Answering Machine

They Leave Me Broken, Bruised, and Bleeding

“Mr. O’Callaghan.”

I shifted slightly, suddenly realizing how uncomfortable I was.

“Mr. O’Callaghan?”

I blinked, as the voice grew louder, closer, and more urgent.

“Huh?” I mumbled, opening my eyes and attempting to sit up from my painful, slouched position. In my lap, Allie fidgeted in her sleep, one of her tiny fists gripping the fabric of my shirt and her head resting on my shoulder.

In two of the seats next to me, Lindsay’s parents sat up straight and at attention.

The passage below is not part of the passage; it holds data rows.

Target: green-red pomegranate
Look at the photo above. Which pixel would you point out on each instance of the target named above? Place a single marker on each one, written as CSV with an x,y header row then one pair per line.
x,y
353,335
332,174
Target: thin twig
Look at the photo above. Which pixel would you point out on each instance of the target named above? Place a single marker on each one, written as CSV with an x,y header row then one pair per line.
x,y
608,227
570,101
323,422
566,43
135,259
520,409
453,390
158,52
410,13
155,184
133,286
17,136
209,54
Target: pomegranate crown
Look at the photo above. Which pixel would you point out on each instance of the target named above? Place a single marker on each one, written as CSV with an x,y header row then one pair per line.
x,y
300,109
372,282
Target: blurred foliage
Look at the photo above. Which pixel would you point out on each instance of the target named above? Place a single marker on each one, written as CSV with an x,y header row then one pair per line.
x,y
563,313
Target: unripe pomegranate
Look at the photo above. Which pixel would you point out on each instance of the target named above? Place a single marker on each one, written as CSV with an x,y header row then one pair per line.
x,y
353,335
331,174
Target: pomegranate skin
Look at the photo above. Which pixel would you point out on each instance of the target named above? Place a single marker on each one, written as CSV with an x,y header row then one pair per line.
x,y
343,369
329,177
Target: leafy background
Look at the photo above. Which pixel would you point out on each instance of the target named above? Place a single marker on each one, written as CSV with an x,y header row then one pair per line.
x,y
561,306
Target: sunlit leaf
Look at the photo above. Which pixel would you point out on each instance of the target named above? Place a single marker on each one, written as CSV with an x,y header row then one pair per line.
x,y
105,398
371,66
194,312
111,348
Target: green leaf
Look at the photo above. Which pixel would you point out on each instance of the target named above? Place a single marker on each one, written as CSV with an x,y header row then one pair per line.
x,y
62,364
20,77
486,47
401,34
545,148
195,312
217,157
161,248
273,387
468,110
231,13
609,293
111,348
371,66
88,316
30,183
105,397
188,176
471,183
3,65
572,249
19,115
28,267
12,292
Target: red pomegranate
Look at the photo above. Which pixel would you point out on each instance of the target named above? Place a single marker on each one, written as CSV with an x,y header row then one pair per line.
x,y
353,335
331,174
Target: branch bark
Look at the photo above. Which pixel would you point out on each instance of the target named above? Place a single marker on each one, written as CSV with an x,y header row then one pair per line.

I barely remembered them arriving – it must have been hours ago – but I remembered clearly the pain of having to call them and tell them that their daughter, their only child, had been in an accident.

I looked around me, taking in the desolate appearance of the mostly deserted pristine waiting room. My eyes caught a glimpse of a clock hanging high on the wall, and I squinted to read the time: 8:47 PM. Had it really been over four hours?

“Where’s Lindsay?” I questioned at once, trying to remember to keep my voice low as not to wake Allie. “Is she okay? Can I see her? I need to see her!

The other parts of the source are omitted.